Whenever you head out for a hike, or load up for a road trip, it’s important to have a first aid kit on hand, right? The same goes for your dog. Our canine companions are always up for a great time, and it’s up to us to see that it’s a safe time too. To make sure you’re ready for any mishap that may happen during an adventure with your four-legged friend, always take a well-stocked dog first aid kit along with you.

What to Bring
When putting together your kit, think about possible scenarios and include materials you’ll need in the case of each. For example, on a hike, your dog may cut himself, get a bee sting, or suffer a sprain. More urgently, he may ingest something toxic along the trail. With all of these in mind, your first aid kit should include:
  • A muzzle or something that can act as one, like a long piece of cloth or flat leash
  • A selection of gauze pads and rolls in varying sizes
  • Sterile adhesive tape and blunt-end scissors
  • Tweezers and a tick removal tool
  • Plastic bags (for clean up or samples, stingers, ticks etc)
  • Several antiseptic wipes and antibiotic ointment
  • Triangular bandages
  • Saline wound and eye wash, eye dropper or syringe with needle removed
  • Instant cold compress
  • Thermometer (check batteries twice a year)
  • Flashlight
  • Hydrogen peroxide (to induce vomiting if needed)
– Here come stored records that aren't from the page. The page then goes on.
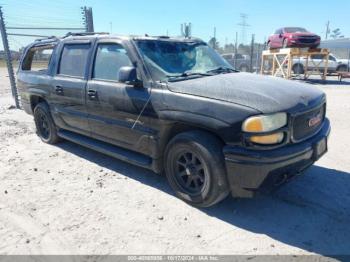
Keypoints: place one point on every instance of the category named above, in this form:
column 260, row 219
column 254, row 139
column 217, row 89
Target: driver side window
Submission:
column 108, row 61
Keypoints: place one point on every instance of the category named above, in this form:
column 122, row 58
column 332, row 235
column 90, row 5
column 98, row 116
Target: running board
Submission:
column 107, row 149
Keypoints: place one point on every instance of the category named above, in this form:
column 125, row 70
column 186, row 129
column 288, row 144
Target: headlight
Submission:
column 265, row 123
  • Vinegar or Baking Soda for minor burns or jellyfish stings
  • Antihistamine, preferably gel caps with a safety pin to puncture them. To find out your dog’s recommended dosage, consult your veterinarian.
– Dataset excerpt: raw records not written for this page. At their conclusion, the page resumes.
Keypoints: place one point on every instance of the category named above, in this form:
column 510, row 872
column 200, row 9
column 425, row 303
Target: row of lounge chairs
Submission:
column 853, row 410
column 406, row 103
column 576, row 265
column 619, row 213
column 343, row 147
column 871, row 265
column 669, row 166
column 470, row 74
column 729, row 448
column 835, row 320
  • A towel or blanket large enough to transport your pet

More Safety Tips
In addition to your first aid kit, there are several items that are also helpful to have on hand when you’re headed out and about for an adventure with your dog. Examples of useful safety products include:
  • An LED lighted leash and/or collar to make your dog more visible during those outings that are just too fun to end when the sun goes down
  • A night light that attaches to his collar so he is more easily seen by cars, other hikers, or fellow campers
  • A car safety harness to keep your dog securely buckled during your best buddy road trips
  • One or two liter bottles of water and a travel bowl

Once your safety checklist is complete, the only thing left for you to do is to pack up, head out, and enjoy some quality time with your canine companion.